If an individual person wishes to collect abstract art with meaning that is difficult to discern, that’s fine, but monuments intended for public viewing should resemble something the common person can identify.
Where Wilkes-Barre Public Square adjoins with North Main Street, there lies a lumpy, ill-defined arch-like thing that the late local artist and armchair art critic James T. Mayock referred to as “the poop”—a moniker which honestly seems to refer to the only real-life thing apt for its appearance. But obviously, it wasn’t intended to be perceived in that way.
Recently added to the north end of the River Commons is another curious sculpture, which seems to the casual onlooker to resemble the spiraling horns of a giant metallic eland or impala. Actually, they’re supposed to be giant Ribbons of Hope. The concept of hope can be seen in the ribbons quite easily, but only by those already initiated into their esoteric meaning.

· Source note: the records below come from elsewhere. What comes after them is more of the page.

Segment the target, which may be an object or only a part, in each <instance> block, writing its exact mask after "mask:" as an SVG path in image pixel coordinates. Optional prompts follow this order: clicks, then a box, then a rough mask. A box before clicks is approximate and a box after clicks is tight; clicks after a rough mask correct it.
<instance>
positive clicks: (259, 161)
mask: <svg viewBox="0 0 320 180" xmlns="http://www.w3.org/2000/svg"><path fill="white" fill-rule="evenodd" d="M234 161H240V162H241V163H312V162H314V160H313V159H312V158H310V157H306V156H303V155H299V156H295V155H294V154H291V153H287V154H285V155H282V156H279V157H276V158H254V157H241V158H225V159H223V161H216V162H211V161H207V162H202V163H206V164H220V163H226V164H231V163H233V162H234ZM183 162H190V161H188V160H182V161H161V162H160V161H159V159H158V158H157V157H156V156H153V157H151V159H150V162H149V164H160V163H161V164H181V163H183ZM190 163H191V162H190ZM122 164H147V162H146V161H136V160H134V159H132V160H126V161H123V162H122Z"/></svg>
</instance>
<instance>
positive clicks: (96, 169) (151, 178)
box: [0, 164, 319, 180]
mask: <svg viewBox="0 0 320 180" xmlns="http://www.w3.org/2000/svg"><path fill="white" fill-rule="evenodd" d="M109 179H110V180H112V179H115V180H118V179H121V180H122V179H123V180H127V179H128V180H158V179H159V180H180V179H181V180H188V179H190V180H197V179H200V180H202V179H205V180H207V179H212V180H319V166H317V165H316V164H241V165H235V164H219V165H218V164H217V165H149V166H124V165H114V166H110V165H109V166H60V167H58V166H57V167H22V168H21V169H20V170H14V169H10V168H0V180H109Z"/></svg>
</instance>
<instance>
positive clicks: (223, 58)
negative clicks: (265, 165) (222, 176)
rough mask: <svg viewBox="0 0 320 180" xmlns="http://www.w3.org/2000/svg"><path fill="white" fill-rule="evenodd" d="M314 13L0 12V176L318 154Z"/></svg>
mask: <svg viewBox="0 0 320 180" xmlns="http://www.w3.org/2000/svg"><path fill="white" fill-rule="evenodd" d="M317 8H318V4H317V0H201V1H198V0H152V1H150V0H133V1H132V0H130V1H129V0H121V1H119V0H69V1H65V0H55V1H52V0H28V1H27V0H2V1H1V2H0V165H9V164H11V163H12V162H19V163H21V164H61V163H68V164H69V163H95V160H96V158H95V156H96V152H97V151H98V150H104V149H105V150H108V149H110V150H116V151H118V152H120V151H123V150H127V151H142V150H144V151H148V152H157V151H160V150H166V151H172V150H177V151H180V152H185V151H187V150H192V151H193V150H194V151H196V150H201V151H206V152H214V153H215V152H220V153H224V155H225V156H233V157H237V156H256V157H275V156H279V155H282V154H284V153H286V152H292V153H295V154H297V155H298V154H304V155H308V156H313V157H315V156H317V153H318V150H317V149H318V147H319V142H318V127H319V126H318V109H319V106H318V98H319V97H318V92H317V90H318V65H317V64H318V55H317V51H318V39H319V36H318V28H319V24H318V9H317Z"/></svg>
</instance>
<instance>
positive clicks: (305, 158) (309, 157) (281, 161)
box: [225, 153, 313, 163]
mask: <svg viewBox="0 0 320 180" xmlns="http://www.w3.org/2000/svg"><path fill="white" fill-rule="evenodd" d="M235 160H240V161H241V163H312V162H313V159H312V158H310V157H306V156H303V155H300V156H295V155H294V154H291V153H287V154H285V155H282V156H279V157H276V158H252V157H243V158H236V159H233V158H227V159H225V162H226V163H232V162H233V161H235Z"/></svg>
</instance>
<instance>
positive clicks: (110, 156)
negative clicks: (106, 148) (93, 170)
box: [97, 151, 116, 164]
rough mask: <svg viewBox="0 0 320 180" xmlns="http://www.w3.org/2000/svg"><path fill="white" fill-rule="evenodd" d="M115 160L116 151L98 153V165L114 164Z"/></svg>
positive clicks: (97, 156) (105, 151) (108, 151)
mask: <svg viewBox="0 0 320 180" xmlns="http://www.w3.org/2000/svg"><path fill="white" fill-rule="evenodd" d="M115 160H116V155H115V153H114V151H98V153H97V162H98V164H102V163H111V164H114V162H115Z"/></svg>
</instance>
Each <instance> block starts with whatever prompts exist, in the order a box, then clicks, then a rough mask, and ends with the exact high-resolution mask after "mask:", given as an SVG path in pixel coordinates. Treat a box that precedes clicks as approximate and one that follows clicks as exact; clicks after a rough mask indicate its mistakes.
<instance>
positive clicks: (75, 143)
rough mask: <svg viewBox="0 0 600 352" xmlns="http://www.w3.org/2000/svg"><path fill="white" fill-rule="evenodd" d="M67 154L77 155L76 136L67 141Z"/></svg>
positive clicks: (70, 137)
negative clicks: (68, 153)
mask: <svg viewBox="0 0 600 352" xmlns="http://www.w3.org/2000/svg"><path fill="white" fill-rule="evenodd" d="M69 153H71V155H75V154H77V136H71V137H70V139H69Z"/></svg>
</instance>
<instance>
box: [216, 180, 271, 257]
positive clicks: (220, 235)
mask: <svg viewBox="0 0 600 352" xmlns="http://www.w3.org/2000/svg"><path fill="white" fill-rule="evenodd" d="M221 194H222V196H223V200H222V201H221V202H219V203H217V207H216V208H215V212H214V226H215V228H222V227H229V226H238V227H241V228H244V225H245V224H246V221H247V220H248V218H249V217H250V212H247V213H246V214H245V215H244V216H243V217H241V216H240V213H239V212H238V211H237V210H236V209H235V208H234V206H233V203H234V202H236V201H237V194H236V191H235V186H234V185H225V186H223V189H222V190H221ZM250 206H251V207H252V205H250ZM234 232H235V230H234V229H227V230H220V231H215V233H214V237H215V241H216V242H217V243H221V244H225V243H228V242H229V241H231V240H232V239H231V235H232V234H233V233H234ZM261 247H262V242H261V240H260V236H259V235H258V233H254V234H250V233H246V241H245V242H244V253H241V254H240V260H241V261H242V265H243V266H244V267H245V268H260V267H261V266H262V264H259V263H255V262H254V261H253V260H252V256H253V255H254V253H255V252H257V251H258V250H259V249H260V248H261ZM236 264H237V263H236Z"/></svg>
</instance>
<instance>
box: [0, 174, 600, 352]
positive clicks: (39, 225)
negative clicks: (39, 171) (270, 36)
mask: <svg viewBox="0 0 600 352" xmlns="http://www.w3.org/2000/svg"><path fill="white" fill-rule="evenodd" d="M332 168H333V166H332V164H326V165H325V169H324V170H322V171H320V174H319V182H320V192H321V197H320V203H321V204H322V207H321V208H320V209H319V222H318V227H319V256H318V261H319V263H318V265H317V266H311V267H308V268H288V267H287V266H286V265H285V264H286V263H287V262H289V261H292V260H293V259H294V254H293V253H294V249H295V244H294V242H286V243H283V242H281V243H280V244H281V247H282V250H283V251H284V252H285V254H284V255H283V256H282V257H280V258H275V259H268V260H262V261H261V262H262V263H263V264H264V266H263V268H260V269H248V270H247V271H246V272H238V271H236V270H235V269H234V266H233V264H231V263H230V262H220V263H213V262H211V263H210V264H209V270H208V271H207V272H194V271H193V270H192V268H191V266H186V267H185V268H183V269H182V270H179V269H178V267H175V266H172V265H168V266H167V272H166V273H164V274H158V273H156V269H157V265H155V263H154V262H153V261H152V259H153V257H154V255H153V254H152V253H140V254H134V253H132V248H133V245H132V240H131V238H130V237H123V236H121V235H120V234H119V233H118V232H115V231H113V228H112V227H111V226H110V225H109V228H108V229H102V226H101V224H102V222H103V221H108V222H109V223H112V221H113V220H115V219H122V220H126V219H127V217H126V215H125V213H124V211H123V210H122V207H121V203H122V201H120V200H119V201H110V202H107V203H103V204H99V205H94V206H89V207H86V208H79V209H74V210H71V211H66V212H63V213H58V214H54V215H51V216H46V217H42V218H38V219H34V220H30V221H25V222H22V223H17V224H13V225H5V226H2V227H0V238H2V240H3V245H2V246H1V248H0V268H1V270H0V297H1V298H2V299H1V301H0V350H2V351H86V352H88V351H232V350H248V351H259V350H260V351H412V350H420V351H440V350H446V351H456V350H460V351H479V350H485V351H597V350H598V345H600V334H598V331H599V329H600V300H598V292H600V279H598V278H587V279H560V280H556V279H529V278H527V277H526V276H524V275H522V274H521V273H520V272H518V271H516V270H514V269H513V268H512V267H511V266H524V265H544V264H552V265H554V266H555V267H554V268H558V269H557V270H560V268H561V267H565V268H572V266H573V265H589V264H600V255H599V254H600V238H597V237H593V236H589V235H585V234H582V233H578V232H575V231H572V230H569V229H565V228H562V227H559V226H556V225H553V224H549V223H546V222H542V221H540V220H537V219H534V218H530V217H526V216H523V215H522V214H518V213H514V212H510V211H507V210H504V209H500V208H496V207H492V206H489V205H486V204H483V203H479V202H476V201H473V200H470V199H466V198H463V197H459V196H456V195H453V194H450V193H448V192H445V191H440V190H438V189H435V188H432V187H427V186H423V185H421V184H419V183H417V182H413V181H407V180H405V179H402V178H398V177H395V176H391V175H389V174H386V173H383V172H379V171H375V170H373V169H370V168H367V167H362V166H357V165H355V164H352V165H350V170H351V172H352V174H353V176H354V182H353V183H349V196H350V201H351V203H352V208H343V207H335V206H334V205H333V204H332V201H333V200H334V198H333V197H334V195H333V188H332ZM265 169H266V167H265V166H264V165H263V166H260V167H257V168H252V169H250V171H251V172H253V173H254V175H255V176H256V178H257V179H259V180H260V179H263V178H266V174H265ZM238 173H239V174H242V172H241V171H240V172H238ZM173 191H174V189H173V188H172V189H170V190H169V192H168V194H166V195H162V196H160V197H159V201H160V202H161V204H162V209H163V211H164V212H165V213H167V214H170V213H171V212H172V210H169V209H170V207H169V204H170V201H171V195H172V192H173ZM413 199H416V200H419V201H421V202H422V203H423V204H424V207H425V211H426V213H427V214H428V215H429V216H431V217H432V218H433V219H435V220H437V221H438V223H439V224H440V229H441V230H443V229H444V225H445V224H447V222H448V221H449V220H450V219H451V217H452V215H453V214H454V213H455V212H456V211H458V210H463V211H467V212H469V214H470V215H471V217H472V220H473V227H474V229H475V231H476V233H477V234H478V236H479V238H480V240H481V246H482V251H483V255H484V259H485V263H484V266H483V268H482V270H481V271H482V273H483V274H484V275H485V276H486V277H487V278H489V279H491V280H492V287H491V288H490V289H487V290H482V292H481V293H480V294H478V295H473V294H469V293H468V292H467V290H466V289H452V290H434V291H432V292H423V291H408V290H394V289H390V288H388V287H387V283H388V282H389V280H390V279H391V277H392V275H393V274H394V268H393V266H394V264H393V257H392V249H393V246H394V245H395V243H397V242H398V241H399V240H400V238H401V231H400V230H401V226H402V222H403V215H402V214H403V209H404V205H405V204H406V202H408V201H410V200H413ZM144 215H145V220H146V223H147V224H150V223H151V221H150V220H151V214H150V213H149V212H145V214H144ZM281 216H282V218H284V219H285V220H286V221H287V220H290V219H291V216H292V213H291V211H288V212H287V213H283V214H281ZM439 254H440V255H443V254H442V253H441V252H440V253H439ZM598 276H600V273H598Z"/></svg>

A venture across busy River Street to view the Ribbons up close revealed two skaters nearby braving fierce March winds to perform their tricks. I reasoned that the skaters had to be the most visually familiar with the sculpture, since they probably spent the most time near it. But they didn’t seem to have much of an opinion of it. Standing with a view to the wide Susquehanna River, I asked one skater named Tony what kind of monument he would like to see. He wasn’t terribly interested in monuments, but he said he’d like to see a skate park built because skaters had trouble finding good places to recreate. Tony’s friend mentioned that Betsy Summers, a 2011 candidate for Wilkes-Barre Mayor (and present contributor to this newspaper), had promised to build one for them if she were elected. A skate park wouldn’t be art, but at least it would provide some function.
Anyway, Tony did suggest that a wall be designated for legal graffiti as a way for the public to express their artistic inclinations . . . or perhaps skater affiliations. Such a wall would be bound to produce art collectively more discernible than the Ribbons of Hope.
Anyway, monuments, like any collective creation, must be of a one-size-fits-all nature. If few people among the public share common values, then it is agreed that a monument must at least not offend anyone. But the problem is that totally non-offensive monuments that depict abstract art tend to be rather enigmatic, and so much so that they, including “the poop” and the Ribbons, end up offending people like me who want things to make sense to everyone.
Sculptures clearly aiming for realism, like the eagles atop the Market Street bridge or the statue of Columbus in Public Square, at least refer to something understandable, and objects identifiable. Even if some people may not like Columbus, they at least know that a statue of Christopher Columbus portrays—wait for it—Christopher Columbus. Someone not interested in reading the description underneath his likeness would at least know that it represents some important person from the past.
But if people look at monuments without understanding what they are, it will breed an overall disinterest with understanding the world in general. Most passive observers driving down River Street or skating on the River Commons are not art enthusiasts and will not seek out the artist’s intended meaning. They will merely think nothing of nebulous sculptures, as our skater friends thought of the Ribbons. But it seems it would be preferable if they knew what a statue meant and either agreed or disagreed with it, because then the landscape of life would convey meaning and not be cloaked in nebulousness.